Buy now, pay later (BNPL) stocks such as Afterpay Touch Group (ASX: APT) and Zip Co (ASX: Z1P) have welcomed a senate committee’s raft of recommendations into the sector, which includes the development of an industry code of practice.
The senate’s Economics References Committee report outlined 20 recommendations aimed at improving oversight and conduct of marginal credit service providers such as payday lenders, consumer leases, and debt advice firms.
The inquiry, which occurred against the backdrop of the Royal Commission into Misconduct in the Banking, Superannuation and Financial Services Industry, heard from financial counsellors and credit lawyers about the financial troubles that affect vulnerable Australians engaging with marginal credit service providers.
The BNPL sector was a key focus during the inquiry, given the industry is now one of Australia’s fintech growth stories.
The financial payment providers have come under heavy scrutiny in recent months, after reports emerged of consumers getting into debt with the services.
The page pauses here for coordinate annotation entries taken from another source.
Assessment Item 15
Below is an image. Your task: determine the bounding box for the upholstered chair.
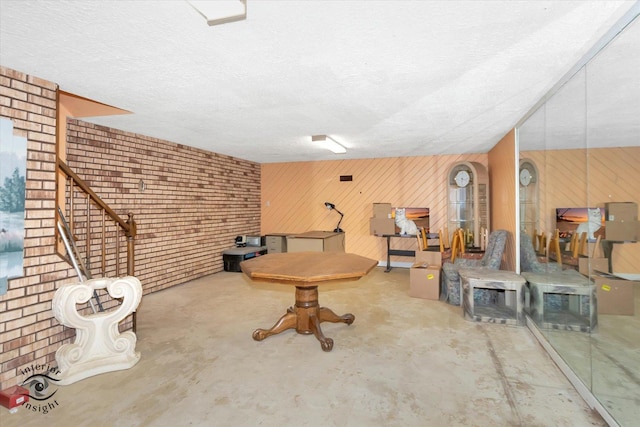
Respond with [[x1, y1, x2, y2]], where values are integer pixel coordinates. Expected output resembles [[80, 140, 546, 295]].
[[520, 233, 591, 313], [520, 233, 562, 273], [442, 230, 509, 305]]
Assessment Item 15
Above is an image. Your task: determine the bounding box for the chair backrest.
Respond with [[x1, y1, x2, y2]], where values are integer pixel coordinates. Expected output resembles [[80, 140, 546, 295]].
[[480, 230, 509, 270], [520, 233, 539, 272]]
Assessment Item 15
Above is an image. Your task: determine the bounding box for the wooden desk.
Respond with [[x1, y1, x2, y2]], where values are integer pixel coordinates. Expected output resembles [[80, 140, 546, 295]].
[[378, 233, 440, 273], [287, 231, 345, 252], [240, 252, 378, 351]]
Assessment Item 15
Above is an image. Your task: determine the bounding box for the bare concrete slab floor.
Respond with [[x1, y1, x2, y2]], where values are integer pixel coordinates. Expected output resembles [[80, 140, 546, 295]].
[[0, 268, 606, 427]]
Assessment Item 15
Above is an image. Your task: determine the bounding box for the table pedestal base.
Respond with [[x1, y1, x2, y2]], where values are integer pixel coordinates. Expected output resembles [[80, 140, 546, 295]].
[[253, 286, 355, 351]]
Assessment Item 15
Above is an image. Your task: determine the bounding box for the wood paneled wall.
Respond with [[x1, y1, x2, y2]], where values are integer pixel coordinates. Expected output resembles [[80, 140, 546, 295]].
[[520, 147, 640, 273], [261, 154, 487, 262], [489, 130, 519, 271]]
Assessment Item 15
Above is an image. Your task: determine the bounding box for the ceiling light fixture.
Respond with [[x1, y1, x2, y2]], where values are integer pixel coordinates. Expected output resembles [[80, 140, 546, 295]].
[[187, 0, 247, 27], [311, 135, 347, 154]]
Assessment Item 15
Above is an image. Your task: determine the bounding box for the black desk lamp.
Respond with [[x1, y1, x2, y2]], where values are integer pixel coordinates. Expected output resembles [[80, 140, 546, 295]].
[[324, 202, 344, 233]]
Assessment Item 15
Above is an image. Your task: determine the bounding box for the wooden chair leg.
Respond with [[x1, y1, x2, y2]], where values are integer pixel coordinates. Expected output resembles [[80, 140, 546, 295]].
[[547, 228, 562, 266], [578, 231, 589, 256], [440, 226, 451, 249], [458, 228, 466, 254], [420, 227, 429, 251], [451, 231, 460, 263]]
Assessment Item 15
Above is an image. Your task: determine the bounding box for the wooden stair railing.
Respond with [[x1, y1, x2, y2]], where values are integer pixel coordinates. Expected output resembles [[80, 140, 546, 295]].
[[56, 159, 137, 333]]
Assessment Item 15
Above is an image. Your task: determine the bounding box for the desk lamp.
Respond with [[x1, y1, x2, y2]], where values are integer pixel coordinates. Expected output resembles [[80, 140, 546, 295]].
[[324, 202, 344, 233]]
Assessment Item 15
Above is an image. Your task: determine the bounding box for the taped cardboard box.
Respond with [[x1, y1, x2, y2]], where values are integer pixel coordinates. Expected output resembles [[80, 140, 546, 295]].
[[591, 273, 640, 316], [415, 251, 442, 266], [409, 262, 440, 300], [604, 221, 640, 242], [578, 258, 609, 276], [369, 218, 396, 236], [604, 202, 638, 221], [373, 203, 391, 219]]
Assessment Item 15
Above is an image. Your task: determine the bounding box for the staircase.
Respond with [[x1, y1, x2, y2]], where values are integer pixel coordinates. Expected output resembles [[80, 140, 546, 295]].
[[56, 159, 136, 333]]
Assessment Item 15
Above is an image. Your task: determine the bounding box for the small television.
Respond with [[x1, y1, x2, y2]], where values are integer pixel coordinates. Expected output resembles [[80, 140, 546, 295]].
[[391, 206, 429, 233], [556, 208, 604, 239]]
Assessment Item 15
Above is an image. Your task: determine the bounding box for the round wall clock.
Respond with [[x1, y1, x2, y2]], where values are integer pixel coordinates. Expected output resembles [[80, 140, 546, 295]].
[[520, 168, 532, 187], [454, 170, 471, 187]]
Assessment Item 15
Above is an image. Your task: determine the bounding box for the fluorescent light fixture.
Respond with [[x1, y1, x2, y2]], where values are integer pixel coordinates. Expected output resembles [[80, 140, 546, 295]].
[[187, 0, 247, 27], [311, 135, 347, 154]]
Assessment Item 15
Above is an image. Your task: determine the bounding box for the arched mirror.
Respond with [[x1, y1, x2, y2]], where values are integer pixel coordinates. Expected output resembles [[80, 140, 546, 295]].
[[516, 7, 640, 425]]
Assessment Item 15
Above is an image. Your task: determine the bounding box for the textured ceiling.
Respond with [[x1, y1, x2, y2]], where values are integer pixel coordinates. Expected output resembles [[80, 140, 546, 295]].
[[0, 0, 634, 163]]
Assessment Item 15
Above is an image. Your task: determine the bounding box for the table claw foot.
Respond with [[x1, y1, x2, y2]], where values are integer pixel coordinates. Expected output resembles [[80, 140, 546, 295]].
[[320, 307, 356, 325], [320, 338, 333, 351], [252, 310, 296, 341], [309, 315, 333, 351]]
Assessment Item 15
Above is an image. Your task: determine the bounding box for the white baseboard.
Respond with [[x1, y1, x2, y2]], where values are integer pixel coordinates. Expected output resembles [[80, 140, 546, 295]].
[[525, 316, 620, 427]]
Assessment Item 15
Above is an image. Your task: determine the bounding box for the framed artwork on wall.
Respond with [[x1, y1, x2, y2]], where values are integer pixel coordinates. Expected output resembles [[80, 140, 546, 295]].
[[0, 118, 27, 295]]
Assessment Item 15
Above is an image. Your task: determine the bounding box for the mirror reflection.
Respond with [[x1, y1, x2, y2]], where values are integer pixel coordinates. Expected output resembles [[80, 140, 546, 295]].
[[518, 17, 640, 425]]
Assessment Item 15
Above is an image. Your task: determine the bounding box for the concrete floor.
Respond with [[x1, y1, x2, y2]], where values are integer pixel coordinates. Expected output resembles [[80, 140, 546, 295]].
[[0, 267, 606, 427]]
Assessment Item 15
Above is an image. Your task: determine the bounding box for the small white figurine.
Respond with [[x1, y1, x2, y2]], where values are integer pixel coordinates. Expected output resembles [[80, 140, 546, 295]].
[[576, 208, 602, 240], [396, 208, 418, 234]]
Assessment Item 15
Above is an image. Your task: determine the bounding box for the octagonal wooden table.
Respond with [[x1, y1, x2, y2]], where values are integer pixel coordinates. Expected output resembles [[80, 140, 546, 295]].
[[240, 252, 378, 351]]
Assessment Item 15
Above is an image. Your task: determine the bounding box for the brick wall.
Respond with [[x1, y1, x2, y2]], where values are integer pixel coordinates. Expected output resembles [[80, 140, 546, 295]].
[[0, 67, 73, 389], [0, 67, 260, 390], [67, 120, 260, 294]]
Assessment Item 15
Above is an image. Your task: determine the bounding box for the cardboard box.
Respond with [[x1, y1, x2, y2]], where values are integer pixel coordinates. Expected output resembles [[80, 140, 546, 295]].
[[604, 202, 638, 222], [592, 275, 640, 316], [578, 258, 609, 276], [415, 251, 442, 266], [409, 262, 440, 300], [604, 221, 639, 242], [369, 218, 396, 236], [373, 203, 391, 219], [0, 385, 29, 409]]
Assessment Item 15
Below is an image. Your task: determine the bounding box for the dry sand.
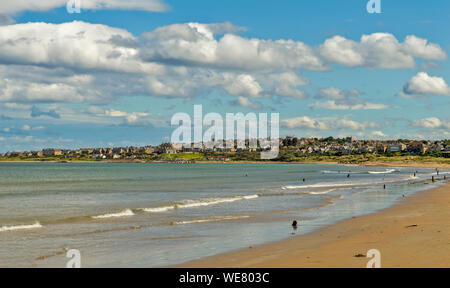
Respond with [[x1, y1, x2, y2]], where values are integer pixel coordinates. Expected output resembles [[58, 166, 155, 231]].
[[179, 182, 450, 268]]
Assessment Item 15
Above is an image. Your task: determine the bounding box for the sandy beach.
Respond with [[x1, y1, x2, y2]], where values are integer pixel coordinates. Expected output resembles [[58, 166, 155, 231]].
[[177, 182, 450, 268]]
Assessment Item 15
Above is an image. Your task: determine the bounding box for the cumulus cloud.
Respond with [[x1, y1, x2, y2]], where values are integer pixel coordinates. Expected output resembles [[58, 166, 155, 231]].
[[0, 0, 169, 14], [141, 23, 325, 71], [400, 72, 450, 96], [0, 21, 159, 72], [30, 106, 61, 119], [412, 117, 450, 129], [232, 96, 262, 110], [0, 20, 446, 114], [309, 100, 390, 110], [309, 87, 389, 110], [320, 33, 447, 69], [281, 116, 380, 130], [316, 87, 361, 100]]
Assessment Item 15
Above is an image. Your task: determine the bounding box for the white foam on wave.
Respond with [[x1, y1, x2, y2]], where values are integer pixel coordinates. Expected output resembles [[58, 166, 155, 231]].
[[91, 209, 134, 219], [369, 169, 397, 174], [0, 222, 43, 232], [306, 189, 336, 195], [171, 215, 250, 225], [281, 176, 417, 190], [140, 194, 259, 213], [140, 205, 175, 213]]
This prompted debate over whether the services should be forced to meet responsible lending rules in a push to protect consumers.
“Not only does the BNPL sector now account for a considerable proportion of consumer credit, but this credit is being taken up by new and young customers who have limited previous experience of managing credit,” the report said.
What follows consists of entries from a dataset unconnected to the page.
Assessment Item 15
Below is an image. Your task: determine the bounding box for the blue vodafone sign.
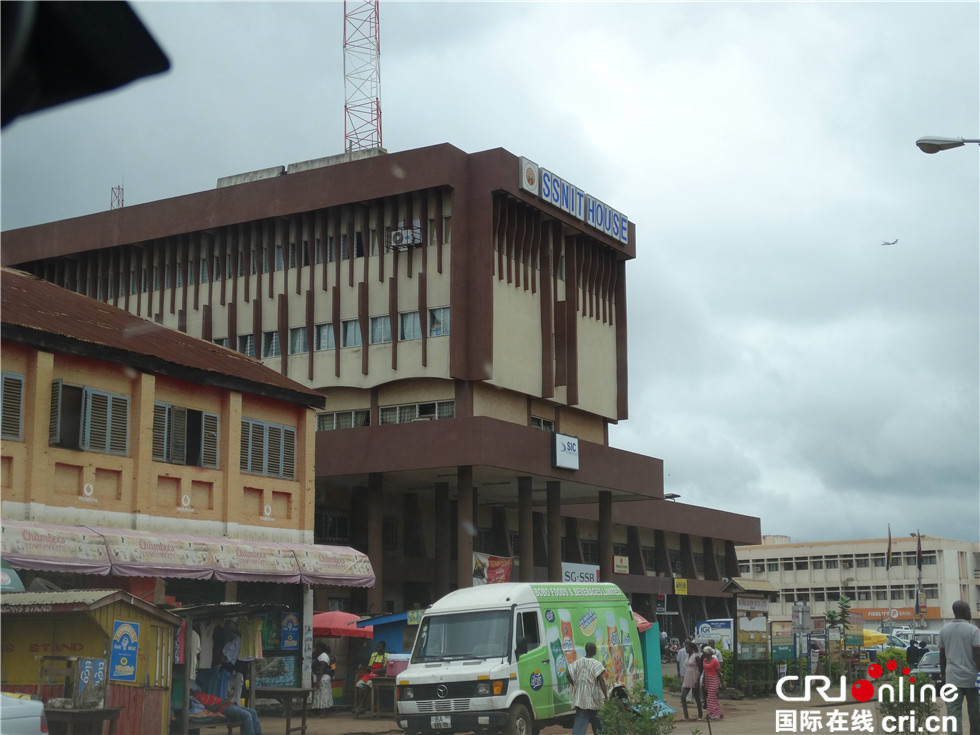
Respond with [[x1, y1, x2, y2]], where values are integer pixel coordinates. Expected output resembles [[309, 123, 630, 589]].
[[520, 157, 629, 245]]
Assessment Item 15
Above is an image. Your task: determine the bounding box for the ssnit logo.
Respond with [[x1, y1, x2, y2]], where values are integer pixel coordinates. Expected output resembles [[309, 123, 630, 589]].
[[776, 661, 957, 702]]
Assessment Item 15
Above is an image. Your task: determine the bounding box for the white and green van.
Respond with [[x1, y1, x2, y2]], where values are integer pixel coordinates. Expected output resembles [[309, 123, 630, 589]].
[[396, 583, 644, 735]]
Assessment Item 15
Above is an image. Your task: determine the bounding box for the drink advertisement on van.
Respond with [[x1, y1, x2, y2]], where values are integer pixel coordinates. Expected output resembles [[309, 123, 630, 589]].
[[395, 583, 663, 735]]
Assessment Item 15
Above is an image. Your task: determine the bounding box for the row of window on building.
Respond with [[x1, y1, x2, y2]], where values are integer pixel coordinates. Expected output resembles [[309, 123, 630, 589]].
[[75, 217, 452, 301], [214, 306, 449, 357], [738, 551, 936, 574], [0, 372, 296, 479], [779, 584, 939, 603]]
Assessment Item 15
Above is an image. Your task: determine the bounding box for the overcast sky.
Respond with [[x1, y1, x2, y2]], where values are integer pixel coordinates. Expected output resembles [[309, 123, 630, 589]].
[[2, 2, 980, 541]]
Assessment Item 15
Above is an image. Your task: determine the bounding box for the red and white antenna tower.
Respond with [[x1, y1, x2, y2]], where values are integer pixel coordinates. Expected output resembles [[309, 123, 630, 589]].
[[344, 0, 381, 151]]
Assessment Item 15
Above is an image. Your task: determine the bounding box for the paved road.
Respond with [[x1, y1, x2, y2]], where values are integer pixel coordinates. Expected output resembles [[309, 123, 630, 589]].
[[262, 692, 867, 735]]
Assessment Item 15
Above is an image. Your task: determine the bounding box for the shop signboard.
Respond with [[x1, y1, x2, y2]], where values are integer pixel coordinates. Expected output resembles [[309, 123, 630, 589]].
[[769, 620, 796, 661], [694, 618, 735, 651], [735, 595, 769, 661], [279, 613, 299, 651], [844, 613, 864, 647], [109, 620, 140, 681], [561, 562, 599, 582]]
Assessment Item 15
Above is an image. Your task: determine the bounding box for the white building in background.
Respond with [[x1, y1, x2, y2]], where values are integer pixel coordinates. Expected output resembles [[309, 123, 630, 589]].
[[736, 535, 980, 629]]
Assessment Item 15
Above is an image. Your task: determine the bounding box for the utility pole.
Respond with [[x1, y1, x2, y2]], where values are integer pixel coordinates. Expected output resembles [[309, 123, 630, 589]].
[[344, 0, 381, 152]]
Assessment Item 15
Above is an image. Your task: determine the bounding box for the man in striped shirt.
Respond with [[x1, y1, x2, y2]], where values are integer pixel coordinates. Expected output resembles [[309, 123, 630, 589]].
[[568, 641, 606, 735]]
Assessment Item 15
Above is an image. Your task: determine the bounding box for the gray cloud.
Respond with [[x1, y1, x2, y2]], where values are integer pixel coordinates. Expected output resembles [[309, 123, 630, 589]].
[[2, 2, 980, 540]]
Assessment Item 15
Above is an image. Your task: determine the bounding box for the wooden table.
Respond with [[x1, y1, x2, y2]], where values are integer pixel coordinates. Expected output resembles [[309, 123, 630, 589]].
[[371, 676, 395, 715], [44, 707, 122, 735], [255, 687, 313, 735]]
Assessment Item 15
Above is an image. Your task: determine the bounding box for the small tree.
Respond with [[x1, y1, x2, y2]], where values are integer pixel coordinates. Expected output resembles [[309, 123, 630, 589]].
[[824, 595, 851, 657], [599, 684, 674, 735]]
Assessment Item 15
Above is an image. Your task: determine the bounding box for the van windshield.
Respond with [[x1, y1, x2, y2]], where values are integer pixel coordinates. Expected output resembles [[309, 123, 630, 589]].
[[412, 610, 512, 663]]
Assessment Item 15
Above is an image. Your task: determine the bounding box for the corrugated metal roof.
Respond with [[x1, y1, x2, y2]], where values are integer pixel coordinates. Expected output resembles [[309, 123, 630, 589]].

Unlike other credit providers, BNPL products are not covered by the National Consumer Credit Protection Act 2009 and providers have no obligation to undertake credit checks.
In its recommendations, the committee urged this gap be filled via the establishment of a regulatory framework and an industry code of practice.
In addition, the committee recommended the Australian Securities and Investments Commission (ASIC) reviews advertisement of financial products and issues an updated regulatory guide on how credit products can interact with consumers in an online environment.
“There is a clear role for regulators in ensuring that buy now pay later is subject to proper regulation that will provide consumers with the same protections they would enjoy with respect to products with a similar risk profile,” the report stated.
Industry responds to recommendations
BNPL providers Zip Co and Afterpay were among the BNPL companies that gave evidence to the committee.
In a statement to the market today, Afterpay described the recommendations for the BNPL sector as sensible and appropriate.
“If adopted by the government, Afterpay looks forward to working with ASIC, the government, consumers and industry on a suitable regulatory framework and to achieve the best possible outcomes,” the company said.
Afterpay, which doesn’t expect any material impact on its business based on the recommendations, said it was in favour of minimum standards for the industry, including compulsory membership of the Australian Financial Complaints Authority and genuine hardship policies that protect those in need.
Zip Co was as equally welcoming, stating it supported regulation that strengthened community confidence in the BNPL sector.
“Zip looks forward to continued engagement with government and ASIC on any new legislation, and other industry participants to form an industry code of practice,” Zip managing director and chief executive officer Larry Diamond said.
The company also used the report findings as an opportunity to reinforce its responsible lending conduct.
“From day one, Zip has always worked hard to be one of the most responsible players in the sector,” Zip executive director and chief operating officer Peter Gray said.
“We have built the business to ensure we lend responsibly and are well placed to satisfy any future changes to regulation with little or no disruption to our business.”
Splitit collars ex PayPal chief
Afterpay rival Splitit (ASX: SPT), which only recently made its ASX debut, remained silent on the committee’s recommendations, announcing instead the appointment of former PayPal managing director Andrew Pipolo to lead its Australian and Asia Pacific growth strategy.
Mr Pipolo will be based in Sydney, working closely with directors Spiro Pappas and Thierry Denis and the rest of the team to establish Splitit’s presence in the region.
During his career with PayPal, Mr Pipolo managed the company’s entry into both the Australian and Japanese markets, cementing distribution alliances covering over $20 billion in online payments.
The BNPL companies were travelling well in afternoon trade, with Zip’s shares up 6.9% to $1.54, while Afterpay soared 19.5% to $20.57. Splitit’s shares gained 13.3% to $0.85.